As flu season approaches people are falling victim to stress and losing daily motivation because they’re overworked. Students are dropping out of programs because of the workload but that workload is possible to be controlled. “From time to time I felt stressed out trying to work on multiple projects at once,” says Sarah Brooks, recent graduate of Durham College’s Graphic Design. “If I knew I had plans or wanted to have free time, I would just make sure I had my stuff done or almost done early, in anticipation of doing social things.” Brooks admits there were a couple of late nights she stayed up to finish projects but says she procrastinated more than she should have.
In the last few years, media has drawn attention to what they call the “mental health crisis” on campuses. While only a little less than a quarter of people will actually have a mental illness diagnosis, more than half will experience a mental health problem during their life. Stress was a common problem amongst students. About 57.6 per cent of students reported that they were feeling more stressed than usual according to Lisa Versevel’s article in the Western Universities Graduate and Postdoctoral Studies. Finding a balance could be the key to handling stress.
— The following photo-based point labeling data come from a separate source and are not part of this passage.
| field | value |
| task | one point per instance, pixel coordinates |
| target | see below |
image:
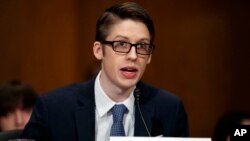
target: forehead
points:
(130, 29)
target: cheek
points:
(26, 116)
(7, 123)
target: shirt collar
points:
(104, 103)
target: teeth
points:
(129, 69)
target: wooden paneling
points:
(202, 50)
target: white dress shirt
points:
(103, 113)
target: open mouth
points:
(129, 69)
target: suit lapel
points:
(85, 113)
(147, 111)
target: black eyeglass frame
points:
(131, 45)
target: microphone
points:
(137, 93)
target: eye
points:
(120, 44)
(143, 46)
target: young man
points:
(105, 106)
(16, 103)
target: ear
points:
(149, 59)
(97, 50)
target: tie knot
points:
(118, 112)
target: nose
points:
(19, 119)
(132, 55)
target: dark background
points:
(202, 50)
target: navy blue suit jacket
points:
(68, 114)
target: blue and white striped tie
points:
(117, 128)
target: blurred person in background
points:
(227, 122)
(16, 103)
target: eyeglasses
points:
(125, 47)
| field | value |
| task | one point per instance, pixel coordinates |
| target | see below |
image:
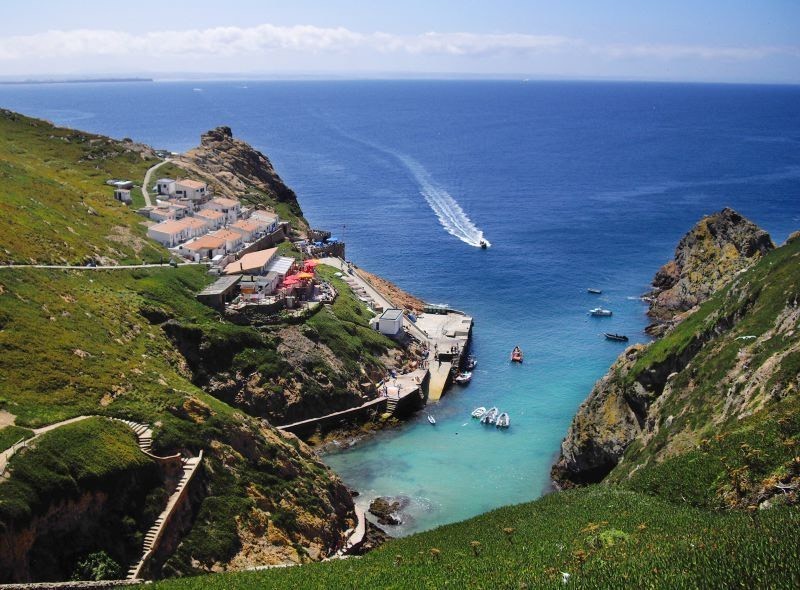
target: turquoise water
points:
(576, 185)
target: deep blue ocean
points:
(575, 184)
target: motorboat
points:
(490, 416)
(478, 412)
(600, 312)
(503, 420)
(463, 378)
(516, 355)
(615, 337)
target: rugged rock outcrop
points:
(233, 167)
(729, 358)
(707, 257)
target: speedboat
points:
(616, 337)
(503, 420)
(463, 378)
(478, 412)
(490, 416)
(600, 312)
(516, 355)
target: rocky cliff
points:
(234, 168)
(707, 257)
(732, 357)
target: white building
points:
(170, 233)
(190, 189)
(215, 219)
(165, 186)
(229, 207)
(123, 195)
(391, 322)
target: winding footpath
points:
(144, 438)
(146, 182)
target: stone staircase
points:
(143, 433)
(153, 536)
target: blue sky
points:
(712, 40)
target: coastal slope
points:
(135, 344)
(729, 358)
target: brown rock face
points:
(706, 258)
(234, 167)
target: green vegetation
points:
(344, 327)
(601, 537)
(11, 435)
(61, 463)
(56, 207)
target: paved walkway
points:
(109, 267)
(146, 183)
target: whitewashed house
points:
(165, 187)
(169, 233)
(193, 190)
(229, 207)
(215, 219)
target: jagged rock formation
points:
(733, 357)
(707, 257)
(233, 167)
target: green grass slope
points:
(54, 204)
(601, 537)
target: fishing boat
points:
(503, 420)
(490, 416)
(463, 378)
(478, 412)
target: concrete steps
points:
(153, 535)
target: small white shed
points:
(391, 322)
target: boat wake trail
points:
(450, 214)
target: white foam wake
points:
(450, 214)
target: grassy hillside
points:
(55, 205)
(706, 497)
(601, 537)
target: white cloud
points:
(230, 42)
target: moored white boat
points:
(490, 416)
(478, 412)
(463, 378)
(503, 420)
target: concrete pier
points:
(447, 335)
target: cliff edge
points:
(233, 167)
(732, 357)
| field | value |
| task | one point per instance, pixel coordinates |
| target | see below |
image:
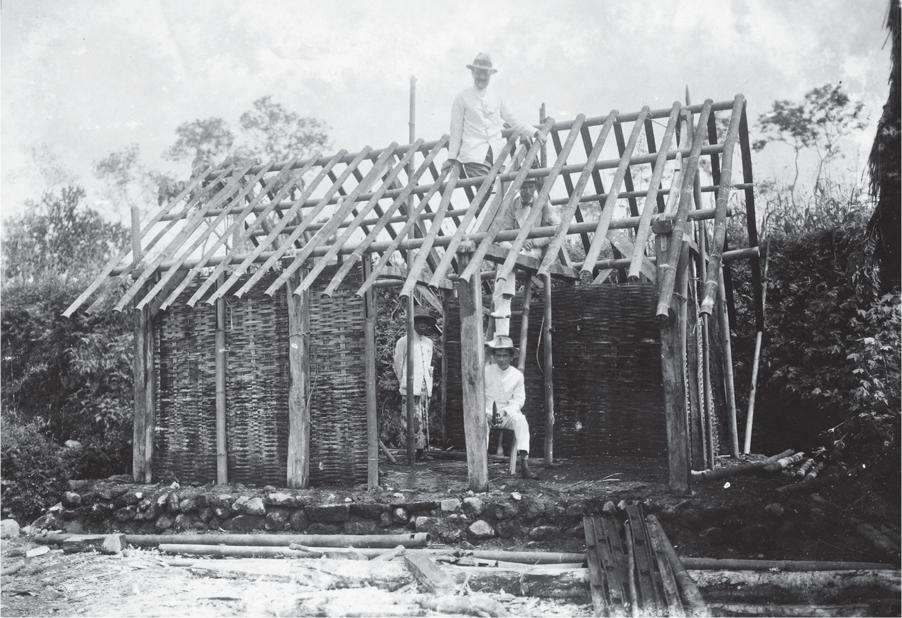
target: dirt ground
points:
(819, 524)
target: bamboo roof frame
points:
(232, 225)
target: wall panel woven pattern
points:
(608, 394)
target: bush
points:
(34, 469)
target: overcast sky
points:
(82, 78)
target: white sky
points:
(82, 78)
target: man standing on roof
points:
(477, 118)
(505, 395)
(513, 219)
(423, 323)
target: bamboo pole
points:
(358, 251)
(668, 279)
(369, 362)
(298, 465)
(535, 212)
(720, 219)
(759, 336)
(693, 601)
(111, 264)
(729, 384)
(201, 239)
(653, 194)
(607, 211)
(222, 464)
(548, 376)
(472, 361)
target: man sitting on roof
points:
(477, 117)
(513, 219)
(505, 395)
(423, 323)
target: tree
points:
(58, 239)
(202, 141)
(276, 133)
(819, 122)
(884, 169)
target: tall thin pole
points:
(411, 258)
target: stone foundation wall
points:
(104, 507)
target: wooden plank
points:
(425, 570)
(351, 227)
(472, 363)
(668, 270)
(600, 601)
(298, 468)
(607, 211)
(222, 466)
(270, 239)
(672, 355)
(358, 252)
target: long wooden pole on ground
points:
(549, 375)
(369, 361)
(472, 363)
(298, 469)
(759, 336)
(222, 459)
(411, 258)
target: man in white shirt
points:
(505, 395)
(422, 376)
(477, 118)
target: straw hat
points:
(482, 61)
(500, 342)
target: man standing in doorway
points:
(477, 118)
(423, 323)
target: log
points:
(736, 470)
(389, 541)
(741, 564)
(428, 573)
(825, 587)
(692, 599)
(746, 609)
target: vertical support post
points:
(222, 455)
(443, 389)
(673, 354)
(298, 469)
(144, 382)
(549, 376)
(727, 360)
(472, 373)
(411, 258)
(369, 361)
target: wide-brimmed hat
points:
(422, 314)
(482, 61)
(500, 342)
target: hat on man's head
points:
(421, 313)
(500, 342)
(482, 61)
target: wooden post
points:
(411, 258)
(549, 376)
(222, 455)
(443, 389)
(298, 469)
(472, 373)
(727, 360)
(369, 353)
(672, 364)
(144, 382)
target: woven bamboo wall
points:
(257, 385)
(607, 372)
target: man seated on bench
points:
(505, 395)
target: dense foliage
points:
(830, 370)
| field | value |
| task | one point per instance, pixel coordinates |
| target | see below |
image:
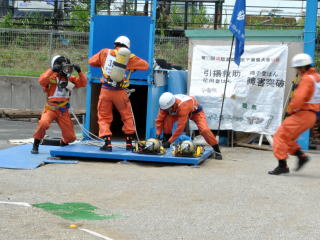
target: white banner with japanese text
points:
(255, 90)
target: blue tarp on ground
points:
(19, 157)
(89, 151)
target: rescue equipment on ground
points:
(149, 146)
(187, 149)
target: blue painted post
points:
(150, 77)
(310, 36)
(89, 75)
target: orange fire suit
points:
(57, 105)
(303, 116)
(115, 96)
(185, 108)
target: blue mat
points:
(89, 151)
(19, 157)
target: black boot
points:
(63, 144)
(35, 147)
(166, 137)
(281, 169)
(302, 159)
(216, 152)
(129, 139)
(107, 144)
It’s important to keep a balance between work, school and your own leisure time. If not, you could feel overworked or overwhelmed possible leading to mental illness. According to Canadian Mental Health Association, indirectly, mental illness will affect all Canadians at some point in their life through a loved one or colleague. Mirelle Huneault, Health Promotions and Media Relations Specialist at the Canadian Mental Health Association, Durham says you can take a healthy individual but “if there’s enough distress in that person’s life they will start to become unhealthy.” She went on to say “stress builds over time.” Huneault is a certified mental health trainer who gives talks and workshops about mental health. She says seeking professional help is good for any level of stress and it’s always best to get help sooner than later. The Canadian Mental Health Association says 20 per cent of Canadians will experience mental illness during their lifetime sometimes not even knowing the cause.
Being overworked has a different meaning to everyone but ultimately means you have to much to do and not enough time to do it. Some may say that this is our own faults for feeling this way but there are many different elements to being overworked. Early signs of being over worked are losing your temper, having a hard time focusing and feeling more forgetful. This all on top of feeling more exhausted than usual. Another big sign you might be overworked is a lack of motivation and involvement. While adults handle stress from their workplace and home, the youth carry a heavier amount of stress.
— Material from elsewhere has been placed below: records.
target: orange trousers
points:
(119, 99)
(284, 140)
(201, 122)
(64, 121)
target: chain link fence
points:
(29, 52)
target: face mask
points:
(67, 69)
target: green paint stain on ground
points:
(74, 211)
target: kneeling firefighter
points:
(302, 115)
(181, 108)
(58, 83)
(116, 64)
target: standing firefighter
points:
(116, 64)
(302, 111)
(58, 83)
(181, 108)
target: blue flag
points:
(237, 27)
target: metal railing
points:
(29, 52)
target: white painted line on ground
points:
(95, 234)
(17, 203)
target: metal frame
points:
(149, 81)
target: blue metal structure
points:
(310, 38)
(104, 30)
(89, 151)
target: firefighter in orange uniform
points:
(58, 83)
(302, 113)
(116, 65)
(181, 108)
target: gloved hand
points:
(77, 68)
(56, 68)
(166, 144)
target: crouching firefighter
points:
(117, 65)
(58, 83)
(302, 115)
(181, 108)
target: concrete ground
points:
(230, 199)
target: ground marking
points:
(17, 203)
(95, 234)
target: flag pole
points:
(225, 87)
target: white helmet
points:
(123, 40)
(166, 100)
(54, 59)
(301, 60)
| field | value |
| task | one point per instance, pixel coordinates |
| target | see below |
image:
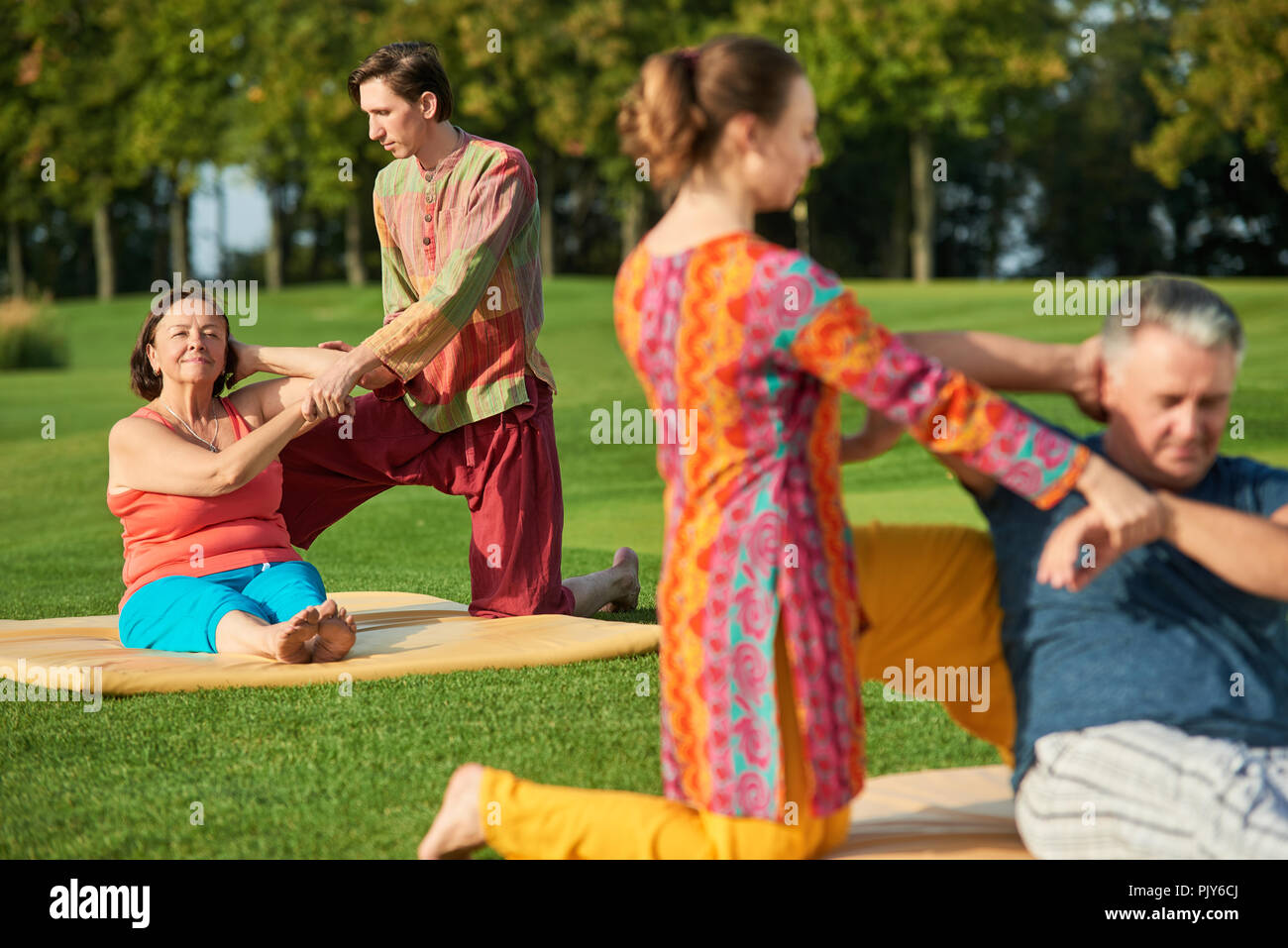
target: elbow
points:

The Canadian Mental Health Association says approximately five percent of male and twelve per cent of female youth, ages twelve to nineteen have already experienced a major depressive episode in their life. Huneault says in her opinion, youth have a lot more to contend with nowadays compared to the past. There’s a lot of competition to do well in school and social media plays a huge role in youth development. Youth are exposed to a lot more distractions because of the development of social media.
“It’s important to have a balance of leisure time, work time, and balance of family time. Being able to take a vacation before you’re completely exhausted is helpful,” says Huneault. If it’s possible, taking a vacation or break from work is a great opportunity to get away from any stressful environments. Keeping the balance between work and personal time is healthy. But if you’re not able to get away from your workplace or school environment, turning your cellphone, computer and emails for a little while could help reduce stress because it shuts off communication.
A lot of jobs overwork their employees. In an article written by Jodi Kantor and David Streitfeld from The New York Times said that Amazon employees that were suffering from miscarriages, cancer and other life crises were not given any time off. Instead the individuals were treated unfairly or edged out of their work rather than having the time off granted to them.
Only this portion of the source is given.